When we design an algorithm for encryption, we’re not devising some kind of secret code. In fact, the whole algorithm is open – it’s published, and well-known. The only part which is not known is this relatively short 128-bit piece of information – a simple, secret key. And every time you’d like to communicate, you generate a random new key, which you distribute between you and the intended recipient.
If you both have the same key, you can quite securely communicate because even if somebody intercepts your cryptograms, the task of extracting the message is pretty horrendous. And it’s probably not doable using our existing computing power: it’s more or less equivalent to randomly selecting 128 bits in sequence. So that’s 2 to the power of 128 guesses. If you consider how long this number is, you will see that in many millions of years you may eventually break it, but not now.
There aren’t many eureka moments in cryptography. Eureka is actually hard work. You design components of the algorithm, and you follow, more or less, the very well-known Shannon recipe for designing encryption algorithms. You just construct two basic modules and combine them. Obviously, the whole art, or skill, is that you’d like to get both a very fast algorithm and a very secure one. It’s easy to get very fast, but that’s often relatively insecure. And it’s also easy to get very secure, but very, very clumsy – very inefficient. Finding the middle ground is the challenge.
The next big challenge is designing cryptographic algorithms and protocols which are going to be resistant against quantum computers. At the moment there is an ongoing competition to create a post-quantum encryption algorithm and also digital signatures.
It has led to a substantial revolution, or evolution, of design. RSA [a public-key cryptosystem, named after inventors Rivest-Shamir-Adleman] is the classical design, which is based on mathematical problems which are intractable on classical computers – for instance, factorisation is an RSA encryption base. But this is actually easy on a quantum computer. So RSA is dead.
No, the new design must use mathematical problems that are difficult on quantum computers. And this means creating quite a few different variants of difficult problems in mathematical lattices, which is some sort of like, well … Believe me, some of the problems are so difficult that no quantum computer is able to solve them quickly.
Quantum computers might not come together for 10 or 20 years, but we have to be ahead of them. There’s been some substantial progress, but there isn’t a working quantum computer yet. Some of the components are slowly appearing, and we already have something like the equivalent to a central processing unit (CPU) – the heart of any computer. But there are many stumbling blocks, like memory. We still don’t have that quantum memory that guarantees storage of qubits for a long time.
We actually already know how quantum computers are going to work – we just don’t know whether or not we can make them operate yet. But I’m lucky enough not to have to bother about the intrinsic problems related to quantum because we already know some of the mathematical problems that are intractable, and difficult for quantum.

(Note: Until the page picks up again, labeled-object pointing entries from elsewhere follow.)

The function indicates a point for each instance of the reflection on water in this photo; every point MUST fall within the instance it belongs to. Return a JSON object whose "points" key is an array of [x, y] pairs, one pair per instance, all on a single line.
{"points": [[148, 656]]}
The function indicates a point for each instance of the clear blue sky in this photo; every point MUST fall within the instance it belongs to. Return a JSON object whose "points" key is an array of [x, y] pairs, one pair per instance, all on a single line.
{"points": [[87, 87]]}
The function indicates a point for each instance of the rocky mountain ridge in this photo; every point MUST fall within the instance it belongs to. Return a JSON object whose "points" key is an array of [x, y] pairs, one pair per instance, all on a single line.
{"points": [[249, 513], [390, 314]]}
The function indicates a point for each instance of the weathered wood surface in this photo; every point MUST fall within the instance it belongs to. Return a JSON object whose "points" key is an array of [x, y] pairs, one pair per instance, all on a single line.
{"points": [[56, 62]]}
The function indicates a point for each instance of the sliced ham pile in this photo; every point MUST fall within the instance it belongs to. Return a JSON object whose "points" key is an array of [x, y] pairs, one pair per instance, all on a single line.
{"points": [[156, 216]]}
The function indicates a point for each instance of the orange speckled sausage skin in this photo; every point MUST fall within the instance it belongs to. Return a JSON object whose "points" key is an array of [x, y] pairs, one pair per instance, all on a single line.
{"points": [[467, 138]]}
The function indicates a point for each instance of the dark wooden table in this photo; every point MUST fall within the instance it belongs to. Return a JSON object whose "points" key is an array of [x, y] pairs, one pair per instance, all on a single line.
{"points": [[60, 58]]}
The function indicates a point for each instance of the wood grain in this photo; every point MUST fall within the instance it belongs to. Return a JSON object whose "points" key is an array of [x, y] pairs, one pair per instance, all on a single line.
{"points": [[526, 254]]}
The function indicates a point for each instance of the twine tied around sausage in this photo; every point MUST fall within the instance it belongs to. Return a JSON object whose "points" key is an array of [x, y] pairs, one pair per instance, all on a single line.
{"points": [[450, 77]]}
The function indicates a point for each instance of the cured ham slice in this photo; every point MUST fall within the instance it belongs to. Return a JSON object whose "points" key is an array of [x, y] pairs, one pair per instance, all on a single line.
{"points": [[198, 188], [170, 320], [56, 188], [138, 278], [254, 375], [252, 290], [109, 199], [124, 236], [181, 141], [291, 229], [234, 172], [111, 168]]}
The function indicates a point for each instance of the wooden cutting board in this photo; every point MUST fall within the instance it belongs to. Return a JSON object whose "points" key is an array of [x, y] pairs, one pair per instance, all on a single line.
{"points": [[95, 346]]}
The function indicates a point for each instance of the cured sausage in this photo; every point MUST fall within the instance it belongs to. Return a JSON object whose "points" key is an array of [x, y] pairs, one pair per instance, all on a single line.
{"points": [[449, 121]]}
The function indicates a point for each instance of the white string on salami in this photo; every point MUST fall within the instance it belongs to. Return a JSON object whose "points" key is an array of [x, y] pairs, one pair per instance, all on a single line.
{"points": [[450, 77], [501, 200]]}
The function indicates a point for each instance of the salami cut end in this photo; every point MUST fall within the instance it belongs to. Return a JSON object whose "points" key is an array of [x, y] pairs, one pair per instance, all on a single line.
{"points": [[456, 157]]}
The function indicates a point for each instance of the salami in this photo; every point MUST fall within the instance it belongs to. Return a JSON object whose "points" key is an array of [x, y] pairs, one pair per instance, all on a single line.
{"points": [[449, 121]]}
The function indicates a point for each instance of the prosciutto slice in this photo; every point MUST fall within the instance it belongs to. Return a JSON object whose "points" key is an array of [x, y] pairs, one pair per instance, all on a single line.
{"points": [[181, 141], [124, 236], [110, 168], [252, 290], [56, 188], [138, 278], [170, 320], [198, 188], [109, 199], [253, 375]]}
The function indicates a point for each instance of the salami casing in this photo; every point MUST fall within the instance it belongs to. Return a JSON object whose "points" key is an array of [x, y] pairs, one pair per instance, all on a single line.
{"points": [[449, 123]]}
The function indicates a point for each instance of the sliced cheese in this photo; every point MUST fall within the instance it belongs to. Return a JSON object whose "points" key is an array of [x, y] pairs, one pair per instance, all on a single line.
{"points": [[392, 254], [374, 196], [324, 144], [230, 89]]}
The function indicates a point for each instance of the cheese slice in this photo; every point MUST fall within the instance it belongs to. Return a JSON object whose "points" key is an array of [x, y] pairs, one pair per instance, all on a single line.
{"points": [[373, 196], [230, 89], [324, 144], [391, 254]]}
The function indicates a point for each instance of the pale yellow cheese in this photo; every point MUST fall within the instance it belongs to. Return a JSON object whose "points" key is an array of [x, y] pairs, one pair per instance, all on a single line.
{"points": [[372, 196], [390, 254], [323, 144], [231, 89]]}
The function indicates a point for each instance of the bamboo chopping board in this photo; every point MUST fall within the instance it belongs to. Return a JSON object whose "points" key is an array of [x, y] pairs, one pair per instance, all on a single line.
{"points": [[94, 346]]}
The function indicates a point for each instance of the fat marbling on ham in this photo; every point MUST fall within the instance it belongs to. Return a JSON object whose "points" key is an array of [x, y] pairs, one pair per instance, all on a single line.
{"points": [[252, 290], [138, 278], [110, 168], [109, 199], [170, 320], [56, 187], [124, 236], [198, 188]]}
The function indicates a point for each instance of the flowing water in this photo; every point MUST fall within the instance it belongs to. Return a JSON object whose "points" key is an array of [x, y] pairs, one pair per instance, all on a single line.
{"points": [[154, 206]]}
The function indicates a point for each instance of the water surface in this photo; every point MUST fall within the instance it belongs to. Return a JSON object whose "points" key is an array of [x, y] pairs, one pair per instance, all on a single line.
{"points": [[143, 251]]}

So I’m concentrating on those mathematical models.
I’ve always loved mathematics. When I was a student in Bydgoszcz, Poland in the early 1970s, I was studying electrical engineering, but then started a second degree in mathematics, and began work on cryptography. It was perceived by a lot of people as the future, and I discovered there were a lot of interesting problems in terms of encryption and authentication. And so I was able to publish a few papers in some quite highly ranked journals.
One of my papers was actually accepted to a conference, Eurocrypt 85 – and I was able to attend in Austria, where I met my now very close friend and collaborator, Jennifer Seberry. We had a lengthy discussion about things and in 1986 I moved to Sydney.
We were actually the first serious group working in cryptography in Australia. My colleagues and I designed the first encryption algorithm for commercial use here. Telecom (as Telstra was known then) had a very big lab at the time working in security and cryptography. We designed LOKI in 1990.
Then, in 1997, NIST (National Institute of Standards and Technology) in the US announced a competition for an Advanced Encryption Standard (AES). This was an invitation to create a common secure language that everybody around the world could communicate with. The obvious restriction was that when you win, you could not claim any monetary profits, as this would be a free license.
The authors would actually give away the crypto as a service to the community, so everybody could use the algorithm.
We sent LOKI97 as a candidate, which was another one of the results of our collaboration – its design involved quite a number of steps at the heart of its encryption algorithm, which is highly nonlinear. It has a lot of cryptographic properties, which makes the whole algorithm strong. And it also has a linear layer, which doesn’t provide any extra confidentiality but it distributes changes very quickly because this algorithm is executed in a few rounds.
Our algorithm didn’t win, but it was analysed by colleagues from around the world, and in general, the feedback was quite positive. We didn’t get to be the founder – the international standard out now is the Rijndael, used by banking and government institutions for non-military applications – it’s actually quite strong in terms of resistance against attacks. Until quantum computers come along.
I’m not really a quantum physicist, so I don’t need to worry about whether or not this will be finally constructed. But even if the fully-grown quantum computer is not built in 10 or 20 years, some of the parts will be constructed. Our work is still of value – it doesn’t matter whether or not they will be able to come up with the working quantum computer.